1. Switching to vaping takes work, too. A lot of people, including myself, have gone through tobacco withdrawal symptoms despite initially doubling nicotine intake compared to cigarettes. The cause for that is generally attributed to the additives in cigarettes that make smoking much more addictive than nicotine alone. The sickly taste and smell that you're addicted to can't really be duplicated yet, either. So you have to settle for much cleaner tastes.

2. However, inhaling dozens of burned toxins long known to kill you vs. inhaling one known toxin and a few generally benign chemicals... The odds for this gamble are easy to see. (Feel free to pick my brains on safety issues -- I can't guarantee safety but I could give details on why the odds factually and logically favor the ecigs.)

3. Did I mention the lifestyle improvement? Nothing beats going back in time to an era where you can enjoy inhaling and exhaling stuff indoors, while on the computer, with much milder smells, at work (if you work with good people), in a car with the windows still closed, and without killing your friends/family/coworkers. In fact, I'm vaping on and off as I type this while the wife and baby are asleep in the other room, in peace. If I was still smoking, I'd be outside getting a mosquito bite each minute, then coming back in to hear some blah-blahs about bringing carcinogenic remnants into the house and how I'd be hurting the child if I don't change my clothes, brush my teeth, and wash my hands twice after every smoke.  

Two years into steady vaping now after a two-month attempt in 2009 that failed due to super shitty hardware, I'm at a point where vaping nothing but glycerin for days is fine, but it gets boring. A touch of nicotine and food flavoring still makes things a lot better.


----------



## drmike (Nov 14, 2013)

MannDude said:


> My sleep was interrupted this morning by someone wanting to talk about Jesus. I didn't answer the door, but they left a pamplet. After that, couldn't go back to sleep. A few hours later, was dead tired again and crashed. I had the most vivid and lucid, depressing dream. I even woke up once or twice, fell back asleep, and re-entered it. Weird shit. (Wasn't a nightmare, I never have them. Just a... sad dream)


Leave a posted sign that on your front door that say:

DO NOT INTERRUPT. BY APPOINTMENT ONLY.

With small text that says, "any violators subject to lead poisoning".


----------



## nunim (Nov 14, 2013)

Well, my "accountabili-buddy" wasn't around watching me, so now I'm back to day 1...  The worst part is the cig wasn't even that enjoyable, after not smoking for a few days I was expecting something much more =/  Relapses are always disappointing.


----------



## NodeKid (Nov 15, 2013)

Coincidentally I ceased poisoning myself on the 4th too; picked up some seasonal lurgy and just figured enough was enough. I've been puffing my way to a painful, early death for 23 years.
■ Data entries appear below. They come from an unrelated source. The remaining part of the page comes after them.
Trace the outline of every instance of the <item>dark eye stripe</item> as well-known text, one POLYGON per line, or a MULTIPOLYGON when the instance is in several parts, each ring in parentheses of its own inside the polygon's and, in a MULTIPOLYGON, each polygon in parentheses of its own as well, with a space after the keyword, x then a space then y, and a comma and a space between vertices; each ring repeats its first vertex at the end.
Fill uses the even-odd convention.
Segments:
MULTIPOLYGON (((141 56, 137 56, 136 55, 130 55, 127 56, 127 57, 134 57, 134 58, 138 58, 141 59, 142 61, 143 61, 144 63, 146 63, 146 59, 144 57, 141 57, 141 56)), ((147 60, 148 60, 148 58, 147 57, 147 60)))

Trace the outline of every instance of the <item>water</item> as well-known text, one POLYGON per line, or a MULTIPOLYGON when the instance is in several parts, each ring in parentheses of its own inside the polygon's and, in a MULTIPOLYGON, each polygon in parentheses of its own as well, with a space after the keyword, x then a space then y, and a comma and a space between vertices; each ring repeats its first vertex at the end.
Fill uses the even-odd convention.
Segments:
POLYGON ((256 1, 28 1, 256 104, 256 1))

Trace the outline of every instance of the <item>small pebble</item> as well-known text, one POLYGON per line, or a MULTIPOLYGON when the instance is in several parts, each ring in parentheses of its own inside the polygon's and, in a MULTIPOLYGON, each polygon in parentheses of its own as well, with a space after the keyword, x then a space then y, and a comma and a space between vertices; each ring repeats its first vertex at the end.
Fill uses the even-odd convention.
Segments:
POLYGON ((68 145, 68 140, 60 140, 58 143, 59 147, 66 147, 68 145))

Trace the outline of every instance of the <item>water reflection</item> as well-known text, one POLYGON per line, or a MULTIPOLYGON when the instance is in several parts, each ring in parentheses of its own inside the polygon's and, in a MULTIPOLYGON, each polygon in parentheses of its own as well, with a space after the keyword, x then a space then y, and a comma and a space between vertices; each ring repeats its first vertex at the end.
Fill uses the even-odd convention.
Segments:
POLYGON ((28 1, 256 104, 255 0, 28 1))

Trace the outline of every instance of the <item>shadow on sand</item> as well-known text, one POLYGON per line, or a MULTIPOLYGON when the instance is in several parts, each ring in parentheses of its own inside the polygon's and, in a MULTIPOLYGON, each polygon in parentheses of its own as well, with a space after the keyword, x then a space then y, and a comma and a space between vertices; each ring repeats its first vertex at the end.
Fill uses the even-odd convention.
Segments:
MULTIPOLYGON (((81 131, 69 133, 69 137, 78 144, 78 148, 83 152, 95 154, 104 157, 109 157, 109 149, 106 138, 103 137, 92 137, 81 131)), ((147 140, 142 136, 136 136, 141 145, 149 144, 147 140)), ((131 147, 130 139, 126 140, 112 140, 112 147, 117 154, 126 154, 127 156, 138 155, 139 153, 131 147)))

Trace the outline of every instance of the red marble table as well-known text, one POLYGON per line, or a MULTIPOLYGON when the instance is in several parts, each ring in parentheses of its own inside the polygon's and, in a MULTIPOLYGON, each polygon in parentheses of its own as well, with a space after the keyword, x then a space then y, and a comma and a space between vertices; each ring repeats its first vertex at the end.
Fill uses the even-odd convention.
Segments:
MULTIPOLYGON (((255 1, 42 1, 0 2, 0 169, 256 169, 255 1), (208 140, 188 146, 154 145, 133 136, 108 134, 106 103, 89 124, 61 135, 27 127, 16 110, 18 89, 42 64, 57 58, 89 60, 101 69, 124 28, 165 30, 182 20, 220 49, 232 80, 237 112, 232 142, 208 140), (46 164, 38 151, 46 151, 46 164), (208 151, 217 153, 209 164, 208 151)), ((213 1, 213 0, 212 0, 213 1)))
Also leaving the booze alone which is always a smoking danger zone for me.

Still hacking up alien slime though… yummy!

Edit: oh yeah, cold turkey; tried patches/gum/chantix before which all made me worse.


----------



## drmike (Nov 15, 2013)

Congrats to everyone kicking the smoking habit.

Keep it going!


----------



## raindog308 (Nov 16, 2013)

I quit 20-odd years ago.  Still crave a cig periodically.  Used to smoke a pipe as well and inhaled with that - had a tobacconist who stocked a custom blend for me.  Cigarettes are really the McDonald's of tobacco in comparison.  But I quit it all.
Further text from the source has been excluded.